Because there is no definitive therapy to normalize bone growth in any of the disorders, management is directed at preventing and correcting skeletal deformities, treating nonskeletal complications, providing genetic counseling, and helping patients and families learn to cope. Each disorder has its own unique set of problems, and consequently management must be tailored to each disorder. Medical information for a few disorders can be found at the Medical Information on Dwarfism website (see references).
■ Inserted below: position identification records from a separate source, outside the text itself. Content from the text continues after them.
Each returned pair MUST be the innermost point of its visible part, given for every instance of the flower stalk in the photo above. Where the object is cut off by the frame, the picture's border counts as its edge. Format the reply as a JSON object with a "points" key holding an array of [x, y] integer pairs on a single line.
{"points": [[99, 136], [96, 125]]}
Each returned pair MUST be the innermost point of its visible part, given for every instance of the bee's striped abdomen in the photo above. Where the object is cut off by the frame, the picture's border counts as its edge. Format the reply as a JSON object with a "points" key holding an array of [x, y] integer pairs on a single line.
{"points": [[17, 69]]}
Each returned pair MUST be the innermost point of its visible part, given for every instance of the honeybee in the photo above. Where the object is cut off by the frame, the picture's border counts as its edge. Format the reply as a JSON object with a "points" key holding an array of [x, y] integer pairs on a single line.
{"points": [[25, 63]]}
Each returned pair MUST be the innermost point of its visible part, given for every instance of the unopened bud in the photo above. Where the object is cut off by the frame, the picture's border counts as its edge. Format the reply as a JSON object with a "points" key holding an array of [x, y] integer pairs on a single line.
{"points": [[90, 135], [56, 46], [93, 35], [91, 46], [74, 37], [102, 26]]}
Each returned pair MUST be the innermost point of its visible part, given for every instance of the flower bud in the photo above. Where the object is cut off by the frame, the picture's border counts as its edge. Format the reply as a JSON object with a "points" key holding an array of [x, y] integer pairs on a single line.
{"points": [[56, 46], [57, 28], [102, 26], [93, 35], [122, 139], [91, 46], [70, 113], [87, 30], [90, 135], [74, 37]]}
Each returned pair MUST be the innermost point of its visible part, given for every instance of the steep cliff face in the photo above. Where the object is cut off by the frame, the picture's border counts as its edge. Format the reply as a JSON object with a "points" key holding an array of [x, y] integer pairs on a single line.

There are a number of problems common to many chondrodysplasias for which general recommendations can be made. Children with most chondrodysplasias should avoid contact sports and other activities that cause injury or stress to joints. Good dietary habits should be established in childhood to prevent or minimize obesity in adulthood. Dental care should be started early to minimize crowding and malalignment of teeth. Children and relatives should be given the opportunity to participate in support groups, such as the Little People of America and Human Growth Foundation.

Two controversial approaches have been used to increase bone length. Surgical limb lengthening has been employed for a few disorders. Its greatest success has been in achondroplasia in which nonskeletal tissues tend to be redundant and easily stretched. The procedure is usually performed during adolescence. Pharmacologic doses of human growth hormone comparable to those used to treat Turner syndrome have also been tried in several disorders; the results have been equivocal.